First, a brief overview of the N810 is in order. The N810 is an embedded handheld system with an 800x480 display. It has Bluetooth, wireless, and USB connections. The underlying kernel is a 2.6.21 Linux® kernel, adapted for the hardware.
The N810 is fairly similar to the previous N800. New features include GPS and a built-in keyboard. The only way in which the N810 might seem less flexible than the N800 is that it provides only a single available MMC/SD card slot. The N800 provides two slots for user-provided MMC/SD cards, both full size. The N810 comes with a hard-wired 2GB card in the "internal" slot and a miniSD slot for removable media. (This can be quite frustrating if, like me, you've accumulated stacks of SD media over a few years of playing with embedded systems.)
The development environment for the N810 is essentially the same as that described for the N800 (see my other articles on the 770 and N800). There have been updates to Scratchbox and the maemo environment, but the essential process remains the same, and the Scratchbox and SDK install remain quick and easy. There are two major changes that are likely to affect a regular developer. The first is that xterm is installed out of the box; this is a big improvement. The second is that, when you install the openssh-server package, you are prompted to set a new root password. This is a big step up from the previous behavior: a default root password of "rootme". Obviously, you should pick some other password.
The alarm API
The alarm API was introduced in the maemo 3.0 release last year. It presents a set of calls to interact with the alarm daemon, which provides alarm services. You should prefer using this interface to trying to write your own, and you should definitely stay away from writing your own timer code in an environment like the N810. Power management on embedded hardware is an advanced topic, and it is easy to get it wrong; instead, just hand the job off to the specialized code provided.
Even if your alarm code is written elegantly and well, there is a compelling advantage to a centralized service. Imagine that you have written a perfect alarm interface, which has to wake the system only rarely, perhaps once every five minutes or so. This will have almost no impact on battery life. Now, imagine that other people, just as skilled as yourself, write similar interfaces. With several of them installed, the system must wake up several times every five minutes. Worse, users tend to pick different intervals. So, if you have one thing that wakes every three minutes, and one every five, and one every seven, you end up with the worst of all worlds: even though no individual alarm goes off more than once every three minutes, you actually have an alarm about once every two—and worse, pairs of alarms going off may involve separate wake and sleep cycles. So use the standard API.

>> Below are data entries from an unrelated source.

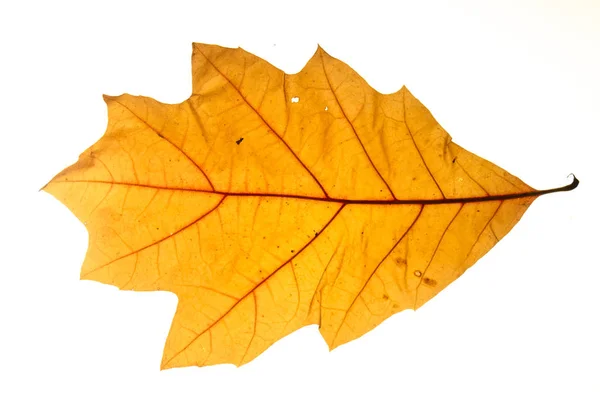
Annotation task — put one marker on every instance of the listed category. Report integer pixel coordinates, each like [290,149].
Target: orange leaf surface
[268,201]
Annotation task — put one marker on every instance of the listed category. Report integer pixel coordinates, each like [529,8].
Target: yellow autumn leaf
[269,201]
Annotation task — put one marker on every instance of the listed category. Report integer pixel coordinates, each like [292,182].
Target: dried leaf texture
[268,201]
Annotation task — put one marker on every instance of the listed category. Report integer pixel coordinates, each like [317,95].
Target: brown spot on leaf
[429,282]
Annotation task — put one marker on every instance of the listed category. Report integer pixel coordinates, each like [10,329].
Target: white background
[517,82]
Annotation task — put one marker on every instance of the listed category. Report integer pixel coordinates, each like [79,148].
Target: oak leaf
[268,201]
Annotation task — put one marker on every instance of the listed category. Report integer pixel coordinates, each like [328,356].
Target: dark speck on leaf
[429,282]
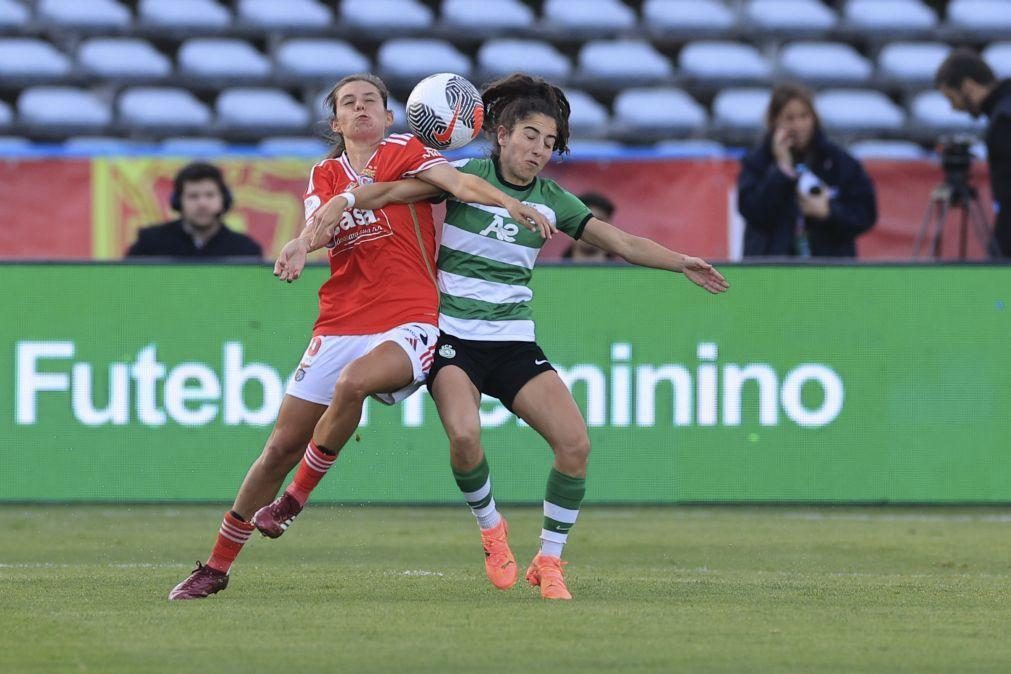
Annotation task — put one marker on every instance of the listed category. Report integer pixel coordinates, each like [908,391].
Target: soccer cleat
[273,519]
[547,572]
[498,561]
[203,582]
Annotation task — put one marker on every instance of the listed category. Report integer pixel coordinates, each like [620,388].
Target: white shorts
[327,357]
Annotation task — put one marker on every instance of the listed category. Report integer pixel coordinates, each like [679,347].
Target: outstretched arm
[647,253]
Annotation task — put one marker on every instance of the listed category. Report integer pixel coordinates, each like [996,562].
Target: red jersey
[382,262]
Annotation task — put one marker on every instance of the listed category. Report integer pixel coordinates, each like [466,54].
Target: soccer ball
[445,111]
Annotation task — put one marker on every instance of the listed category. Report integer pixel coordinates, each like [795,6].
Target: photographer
[802,195]
[969,84]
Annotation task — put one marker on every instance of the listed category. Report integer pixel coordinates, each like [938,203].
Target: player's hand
[531,218]
[705,275]
[291,260]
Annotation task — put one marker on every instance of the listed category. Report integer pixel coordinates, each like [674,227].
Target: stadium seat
[661,111]
[688,17]
[84,15]
[830,63]
[318,58]
[592,16]
[932,110]
[911,64]
[63,108]
[411,59]
[486,16]
[790,16]
[890,16]
[588,117]
[301,15]
[851,110]
[221,59]
[31,60]
[496,58]
[622,62]
[187,16]
[722,62]
[244,108]
[162,108]
[386,16]
[122,58]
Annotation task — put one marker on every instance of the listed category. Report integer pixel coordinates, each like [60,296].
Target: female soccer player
[487,344]
[375,333]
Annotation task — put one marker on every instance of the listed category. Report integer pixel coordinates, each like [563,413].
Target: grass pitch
[394,589]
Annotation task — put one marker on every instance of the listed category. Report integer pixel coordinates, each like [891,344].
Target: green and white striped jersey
[486,259]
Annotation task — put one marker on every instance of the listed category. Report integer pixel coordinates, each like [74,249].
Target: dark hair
[960,65]
[783,94]
[330,103]
[518,96]
[193,173]
[598,200]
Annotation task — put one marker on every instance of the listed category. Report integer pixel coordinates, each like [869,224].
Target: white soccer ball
[445,111]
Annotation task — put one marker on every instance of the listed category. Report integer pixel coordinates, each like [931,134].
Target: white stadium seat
[31,59]
[158,108]
[722,61]
[501,57]
[319,58]
[824,62]
[221,59]
[184,15]
[851,110]
[416,58]
[122,58]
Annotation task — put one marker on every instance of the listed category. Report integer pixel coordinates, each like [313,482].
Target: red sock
[231,538]
[310,470]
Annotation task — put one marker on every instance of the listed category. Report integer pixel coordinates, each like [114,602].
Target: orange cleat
[547,572]
[498,561]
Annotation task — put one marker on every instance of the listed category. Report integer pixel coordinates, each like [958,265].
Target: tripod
[943,198]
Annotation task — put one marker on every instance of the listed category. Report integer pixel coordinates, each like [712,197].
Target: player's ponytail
[330,106]
[518,96]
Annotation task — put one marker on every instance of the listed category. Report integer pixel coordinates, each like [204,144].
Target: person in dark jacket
[970,85]
[801,194]
[201,197]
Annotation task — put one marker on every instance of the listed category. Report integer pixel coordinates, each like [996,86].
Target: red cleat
[203,582]
[273,519]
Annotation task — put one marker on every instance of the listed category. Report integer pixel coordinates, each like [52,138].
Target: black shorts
[499,369]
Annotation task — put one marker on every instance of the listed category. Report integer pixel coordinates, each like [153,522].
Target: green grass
[384,589]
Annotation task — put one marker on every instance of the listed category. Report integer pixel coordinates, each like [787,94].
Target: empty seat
[501,57]
[912,63]
[824,62]
[318,58]
[723,61]
[254,109]
[414,59]
[290,14]
[122,58]
[741,109]
[686,16]
[590,16]
[155,108]
[891,16]
[588,116]
[647,110]
[63,108]
[31,59]
[620,61]
[487,15]
[384,16]
[790,15]
[857,110]
[221,59]
[184,15]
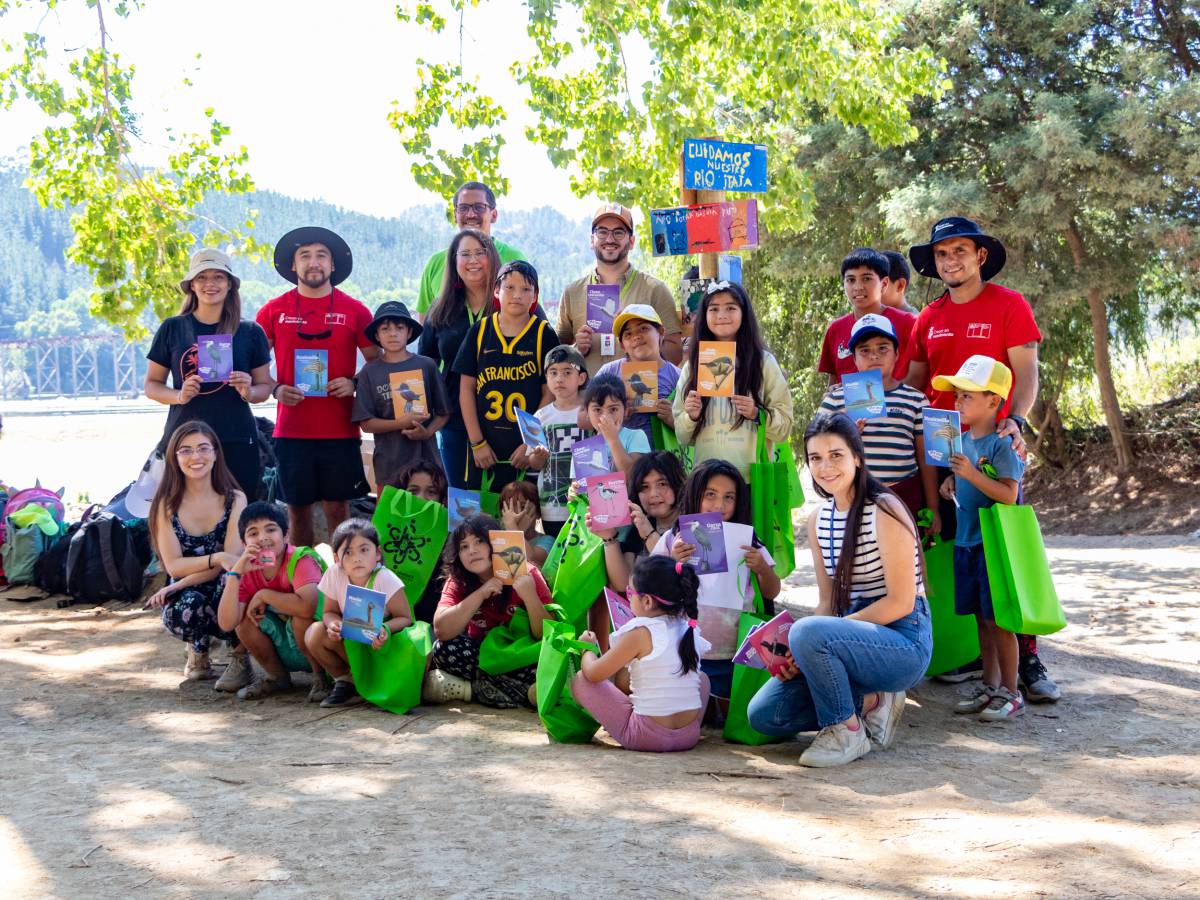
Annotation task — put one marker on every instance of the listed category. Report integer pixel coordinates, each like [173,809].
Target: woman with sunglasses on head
[217,365]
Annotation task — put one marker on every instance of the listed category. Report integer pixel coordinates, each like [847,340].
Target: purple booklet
[706,532]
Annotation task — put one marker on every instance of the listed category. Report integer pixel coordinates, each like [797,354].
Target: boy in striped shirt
[894,443]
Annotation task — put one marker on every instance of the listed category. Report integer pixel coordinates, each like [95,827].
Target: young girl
[717,486]
[358,562]
[725,427]
[473,603]
[660,694]
[502,369]
[193,527]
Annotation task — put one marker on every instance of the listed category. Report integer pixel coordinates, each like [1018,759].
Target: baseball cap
[870,325]
[643,312]
[978,373]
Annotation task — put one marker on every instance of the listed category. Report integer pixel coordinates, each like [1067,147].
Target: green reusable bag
[747,682]
[1023,594]
[955,637]
[771,513]
[412,534]
[565,720]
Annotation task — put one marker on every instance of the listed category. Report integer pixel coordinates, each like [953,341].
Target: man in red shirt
[316,442]
[864,277]
[975,317]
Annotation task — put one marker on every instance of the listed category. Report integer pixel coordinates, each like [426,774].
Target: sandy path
[173,791]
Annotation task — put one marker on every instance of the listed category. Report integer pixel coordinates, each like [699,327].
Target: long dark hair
[867,489]
[749,352]
[676,587]
[454,293]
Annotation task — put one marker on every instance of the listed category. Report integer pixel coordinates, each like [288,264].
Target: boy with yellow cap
[987,472]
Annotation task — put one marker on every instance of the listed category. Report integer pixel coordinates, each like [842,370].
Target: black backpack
[105,561]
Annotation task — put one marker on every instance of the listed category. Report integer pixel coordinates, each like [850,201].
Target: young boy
[894,443]
[639,329]
[401,437]
[864,277]
[985,473]
[565,376]
[269,611]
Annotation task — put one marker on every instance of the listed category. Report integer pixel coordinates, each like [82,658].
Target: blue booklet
[863,393]
[311,372]
[363,613]
[943,436]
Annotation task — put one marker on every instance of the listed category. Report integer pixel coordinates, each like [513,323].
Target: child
[565,376]
[981,389]
[400,437]
[520,513]
[726,427]
[864,277]
[473,603]
[502,369]
[640,331]
[894,443]
[269,611]
[659,696]
[717,486]
[358,562]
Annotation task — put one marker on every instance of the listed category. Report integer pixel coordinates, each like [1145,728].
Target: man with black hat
[316,442]
[975,317]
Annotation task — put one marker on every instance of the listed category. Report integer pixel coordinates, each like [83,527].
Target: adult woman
[213,306]
[870,639]
[193,526]
[466,298]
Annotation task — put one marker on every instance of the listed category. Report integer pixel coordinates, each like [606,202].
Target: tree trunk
[1109,402]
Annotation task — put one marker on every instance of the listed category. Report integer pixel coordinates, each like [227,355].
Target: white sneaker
[882,721]
[439,687]
[837,745]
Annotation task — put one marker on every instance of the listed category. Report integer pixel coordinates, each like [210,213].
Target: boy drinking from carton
[985,473]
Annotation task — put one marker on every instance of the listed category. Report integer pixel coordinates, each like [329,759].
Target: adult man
[612,239]
[977,317]
[474,207]
[316,443]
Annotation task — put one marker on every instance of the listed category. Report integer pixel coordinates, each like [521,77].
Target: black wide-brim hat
[286,252]
[922,255]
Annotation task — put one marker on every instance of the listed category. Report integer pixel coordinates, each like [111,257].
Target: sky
[306,85]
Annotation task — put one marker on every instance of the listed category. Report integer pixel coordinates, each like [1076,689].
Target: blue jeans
[840,660]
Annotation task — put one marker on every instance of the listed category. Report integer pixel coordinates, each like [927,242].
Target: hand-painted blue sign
[721,166]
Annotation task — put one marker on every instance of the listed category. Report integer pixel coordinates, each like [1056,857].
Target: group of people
[241,570]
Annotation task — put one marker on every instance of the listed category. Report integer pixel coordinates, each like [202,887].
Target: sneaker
[979,697]
[237,675]
[882,721]
[1039,687]
[837,745]
[198,667]
[963,673]
[439,687]
[343,694]
[265,687]
[1005,705]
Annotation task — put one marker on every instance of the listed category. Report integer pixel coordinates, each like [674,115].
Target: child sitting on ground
[270,598]
[985,473]
[359,562]
[659,694]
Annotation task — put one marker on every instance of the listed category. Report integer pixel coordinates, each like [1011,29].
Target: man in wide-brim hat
[316,442]
[976,317]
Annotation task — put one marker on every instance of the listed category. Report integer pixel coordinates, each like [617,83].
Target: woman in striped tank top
[870,639]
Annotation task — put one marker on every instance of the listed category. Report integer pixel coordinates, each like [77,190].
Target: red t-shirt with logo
[837,358]
[285,319]
[947,334]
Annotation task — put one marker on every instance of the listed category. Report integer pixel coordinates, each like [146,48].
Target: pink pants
[615,711]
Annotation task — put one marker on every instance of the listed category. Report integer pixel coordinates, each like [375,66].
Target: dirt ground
[121,781]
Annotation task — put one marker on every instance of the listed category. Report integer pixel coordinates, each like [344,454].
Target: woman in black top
[213,306]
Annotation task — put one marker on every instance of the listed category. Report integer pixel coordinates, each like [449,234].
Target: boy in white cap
[985,473]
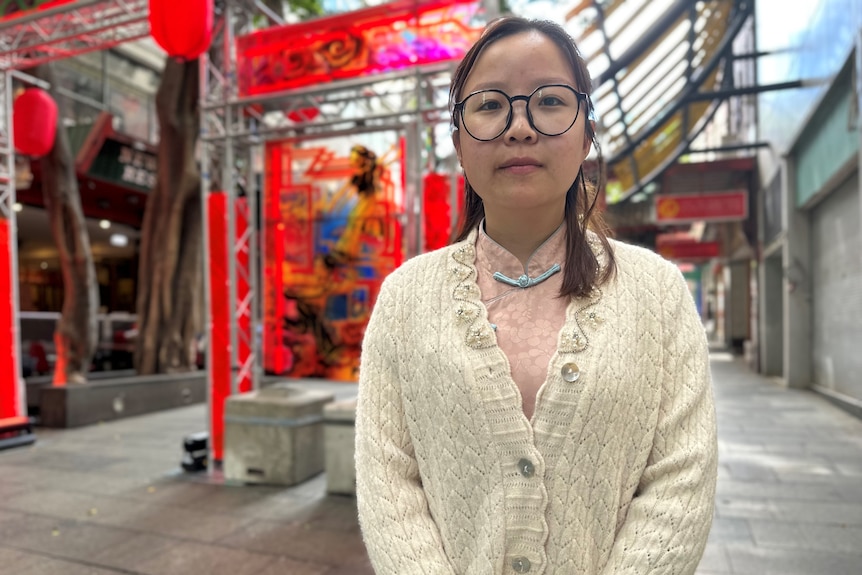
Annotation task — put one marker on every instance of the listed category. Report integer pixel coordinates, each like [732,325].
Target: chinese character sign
[373,40]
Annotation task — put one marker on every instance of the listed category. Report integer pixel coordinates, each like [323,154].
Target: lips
[524,162]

The alarm API can do a number of things. In essence, it can configure the behavior of a scheduled notification with a great deal of flexibility. An alarm event may or may not involve a display to the user. The three primary things alarm tasks can do are display messages, run programs, or send messages over D-Bus to other applications. You might not think of all of these as alarms, but they share substantial functional overlap with the simple reminder messages that a calendar application could provide. In short, if you are implementing enough alarm functionality to support calendar applications and the like, it is better to generalize a little further and handle everything.
Alarms are stored as XML in /var/lib/alarmd/alarm_queue.xml. This file is moderately human-readable, but does make liberal use of magic numbers to encode flags. You can get a lot of insight into the components of alarm event structures by creating events using other applications, then reading the XML stored in this file.